In a new study published this week in MRS Bulletin, a Stanford research team led by doctoral student Brandi Ransom and Associate Professor Evan Reed, and including Aionics CEO Dr. Austin Sendek, reported the discovery of two promising new cathode materials for lithium ion batteries using machine learning (ML) models.
The two materials, CrOF4 and NbFe3(PO4)6, appear to demonstrate high cathode performance, including high voltage, while also minimally expanding upon cycling. This near zero expansion can help mitigate cracking of the cathode, a major cause for Li-ion battery degradation.

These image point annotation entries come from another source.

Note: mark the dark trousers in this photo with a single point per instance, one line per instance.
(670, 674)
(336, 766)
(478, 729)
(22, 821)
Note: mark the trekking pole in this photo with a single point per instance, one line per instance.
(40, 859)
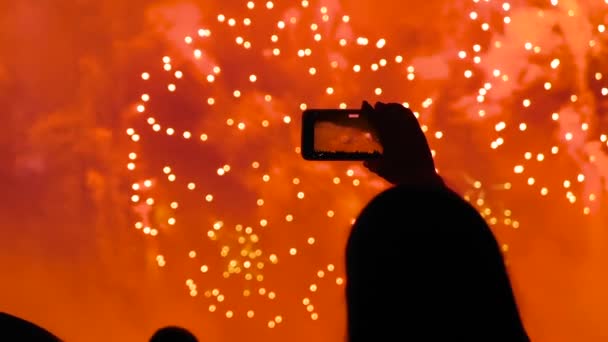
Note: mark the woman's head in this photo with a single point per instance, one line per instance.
(424, 262)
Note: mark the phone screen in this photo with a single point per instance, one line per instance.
(338, 135)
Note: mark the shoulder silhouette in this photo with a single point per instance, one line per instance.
(422, 265)
(173, 334)
(17, 329)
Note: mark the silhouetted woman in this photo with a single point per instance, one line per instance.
(422, 264)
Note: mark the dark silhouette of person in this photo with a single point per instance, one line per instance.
(17, 329)
(173, 334)
(421, 263)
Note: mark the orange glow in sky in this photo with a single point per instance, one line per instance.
(157, 177)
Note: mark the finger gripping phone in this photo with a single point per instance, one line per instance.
(338, 135)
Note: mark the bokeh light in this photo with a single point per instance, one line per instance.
(248, 239)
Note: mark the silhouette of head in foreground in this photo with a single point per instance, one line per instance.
(422, 264)
(17, 329)
(173, 334)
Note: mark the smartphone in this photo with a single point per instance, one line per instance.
(338, 134)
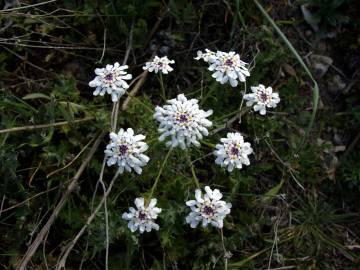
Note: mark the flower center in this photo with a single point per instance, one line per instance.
(208, 210)
(109, 77)
(263, 97)
(142, 215)
(229, 62)
(183, 118)
(234, 151)
(123, 149)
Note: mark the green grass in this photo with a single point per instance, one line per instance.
(294, 206)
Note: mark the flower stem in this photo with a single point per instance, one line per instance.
(196, 180)
(159, 174)
(162, 86)
(223, 245)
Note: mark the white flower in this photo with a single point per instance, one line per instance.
(183, 121)
(126, 150)
(262, 98)
(229, 67)
(111, 80)
(208, 56)
(233, 152)
(143, 217)
(159, 64)
(208, 209)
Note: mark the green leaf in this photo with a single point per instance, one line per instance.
(270, 195)
(36, 96)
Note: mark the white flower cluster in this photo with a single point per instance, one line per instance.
(262, 98)
(161, 64)
(183, 121)
(182, 124)
(143, 217)
(227, 67)
(126, 150)
(111, 80)
(207, 209)
(233, 152)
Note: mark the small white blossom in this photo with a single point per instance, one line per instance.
(208, 56)
(126, 150)
(159, 64)
(262, 98)
(183, 121)
(233, 152)
(207, 209)
(143, 217)
(228, 67)
(111, 80)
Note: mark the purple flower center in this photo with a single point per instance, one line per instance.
(234, 151)
(123, 149)
(142, 216)
(109, 77)
(183, 118)
(208, 210)
(229, 62)
(263, 97)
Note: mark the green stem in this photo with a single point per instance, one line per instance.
(159, 174)
(196, 180)
(315, 90)
(162, 86)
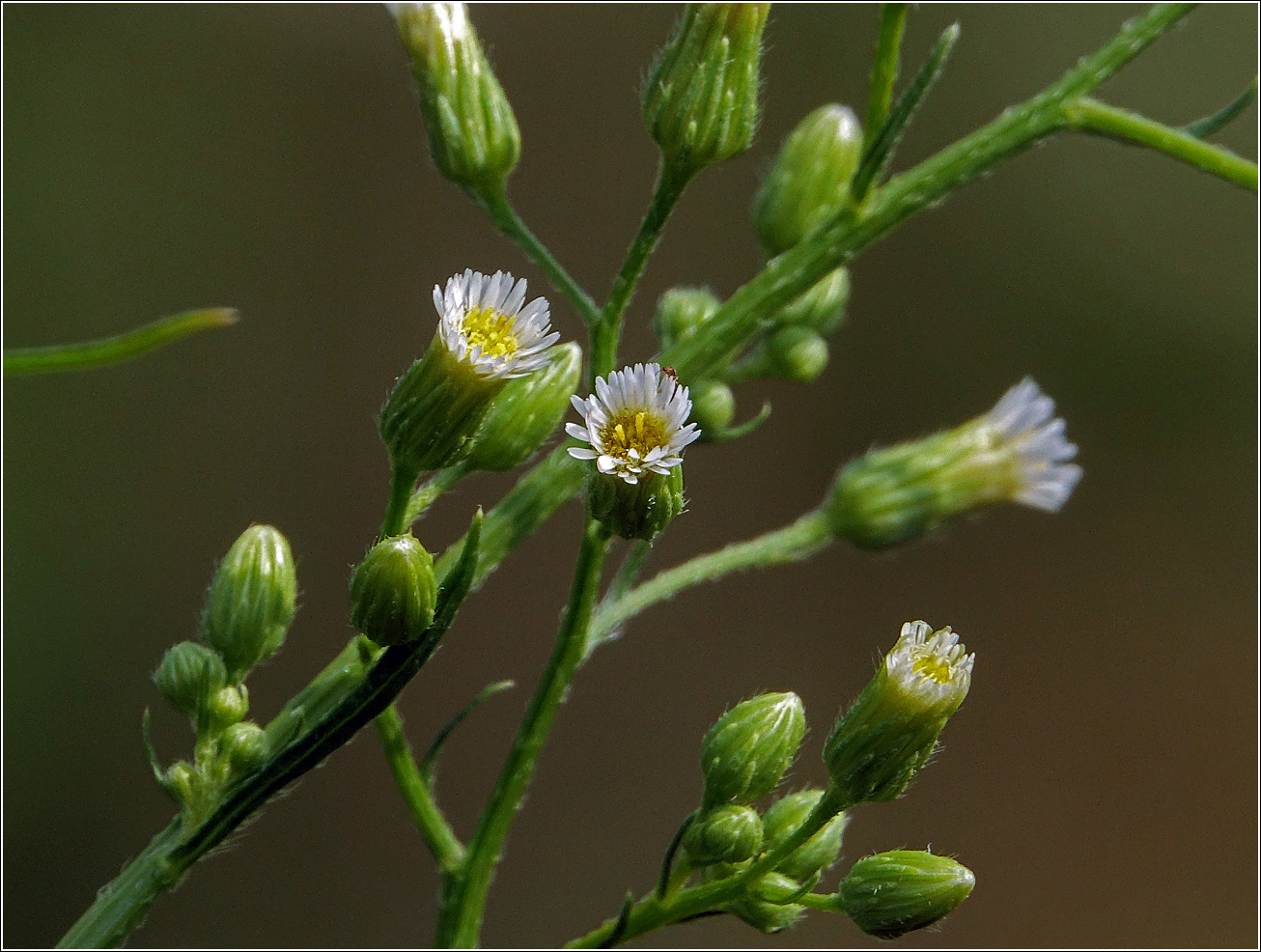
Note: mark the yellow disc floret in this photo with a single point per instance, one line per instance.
(491, 332)
(639, 432)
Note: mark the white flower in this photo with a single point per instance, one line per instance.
(934, 668)
(1019, 425)
(485, 324)
(634, 423)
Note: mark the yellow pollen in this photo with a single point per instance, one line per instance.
(635, 432)
(490, 330)
(932, 666)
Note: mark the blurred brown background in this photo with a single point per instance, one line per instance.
(1101, 778)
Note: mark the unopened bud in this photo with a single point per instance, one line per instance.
(251, 601)
(701, 98)
(526, 412)
(726, 833)
(890, 730)
(394, 592)
(472, 131)
(745, 753)
(810, 181)
(188, 676)
(890, 894)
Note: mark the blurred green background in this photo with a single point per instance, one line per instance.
(1101, 778)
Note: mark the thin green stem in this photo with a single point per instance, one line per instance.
(507, 221)
(652, 911)
(439, 837)
(461, 918)
(671, 182)
(118, 349)
(428, 491)
(884, 69)
(791, 544)
(1093, 116)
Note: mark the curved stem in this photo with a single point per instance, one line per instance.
(1093, 116)
(791, 544)
(461, 919)
(671, 182)
(507, 221)
(118, 349)
(430, 821)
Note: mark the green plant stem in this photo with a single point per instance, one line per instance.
(507, 221)
(787, 276)
(671, 182)
(1093, 116)
(652, 911)
(884, 69)
(118, 349)
(461, 917)
(791, 544)
(424, 495)
(433, 826)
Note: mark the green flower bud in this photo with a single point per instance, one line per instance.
(762, 913)
(890, 730)
(681, 312)
(746, 752)
(394, 592)
(251, 601)
(472, 131)
(245, 746)
(637, 510)
(701, 99)
(188, 676)
(821, 308)
(894, 893)
(227, 706)
(1013, 453)
(728, 833)
(487, 336)
(798, 353)
(820, 852)
(713, 405)
(810, 181)
(526, 412)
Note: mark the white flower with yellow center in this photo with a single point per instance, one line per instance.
(487, 325)
(931, 667)
(634, 423)
(1022, 427)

These two materials were identified out of more than 38,000 candidates using ML models for predicting the electrochemical properties of voltage, capacity, energy density, and expansion. Further investigations using the quantum mechanical simulations of density functional theory confirmed the materials match or improve upon the theoretical performance of commonly used cathodes such as LCO and LFP.

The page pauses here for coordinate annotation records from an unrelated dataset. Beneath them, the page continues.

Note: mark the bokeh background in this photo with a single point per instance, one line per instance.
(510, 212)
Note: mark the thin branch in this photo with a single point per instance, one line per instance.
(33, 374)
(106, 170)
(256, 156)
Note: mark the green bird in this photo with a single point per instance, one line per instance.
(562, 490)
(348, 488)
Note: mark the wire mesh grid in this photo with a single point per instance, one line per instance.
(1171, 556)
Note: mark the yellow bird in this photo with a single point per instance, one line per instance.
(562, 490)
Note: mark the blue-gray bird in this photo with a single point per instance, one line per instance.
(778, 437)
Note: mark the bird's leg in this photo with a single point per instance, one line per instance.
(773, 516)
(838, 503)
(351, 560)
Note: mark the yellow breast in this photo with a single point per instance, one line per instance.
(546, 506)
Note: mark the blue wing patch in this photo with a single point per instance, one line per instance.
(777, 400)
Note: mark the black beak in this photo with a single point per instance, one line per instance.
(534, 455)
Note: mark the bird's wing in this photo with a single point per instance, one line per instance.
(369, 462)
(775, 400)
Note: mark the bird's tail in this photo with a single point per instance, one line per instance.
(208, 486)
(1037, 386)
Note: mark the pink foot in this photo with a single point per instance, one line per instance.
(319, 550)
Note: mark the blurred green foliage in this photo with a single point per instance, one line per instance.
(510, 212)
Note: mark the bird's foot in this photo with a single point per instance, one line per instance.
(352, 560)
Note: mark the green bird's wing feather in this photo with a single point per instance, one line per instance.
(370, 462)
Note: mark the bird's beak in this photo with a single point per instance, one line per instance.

According to the study’s lead author Brandi Ransom, “The new and interesting structures of these materials show how influential it can be to take a broad approach or bird’s-eye-view towards materials discovery. We hope that processes similar to these can help set jumping off points for investigating new materials in order to jump straight into the optimization process, and give confidence to new directions in battery materials.”
The study can be accessed online here: https://link.springer.com/article/10.1557/s43577-021-00154-9.
Dr. Sendek added: “This work is really exciting because, not only do we now have two promising new cathode materials for further study, but we also have a convincing proof point that machine learning models, even when trained on small data sets, can really accelerate the design and discovery of new cathode materials.”
The other co-authors on the study were doctoral student Nathan Zhao, Dr. Ekin D. Cubuk of Google Brain, and Associate Professor of Materials Science & Engineering William Chueh.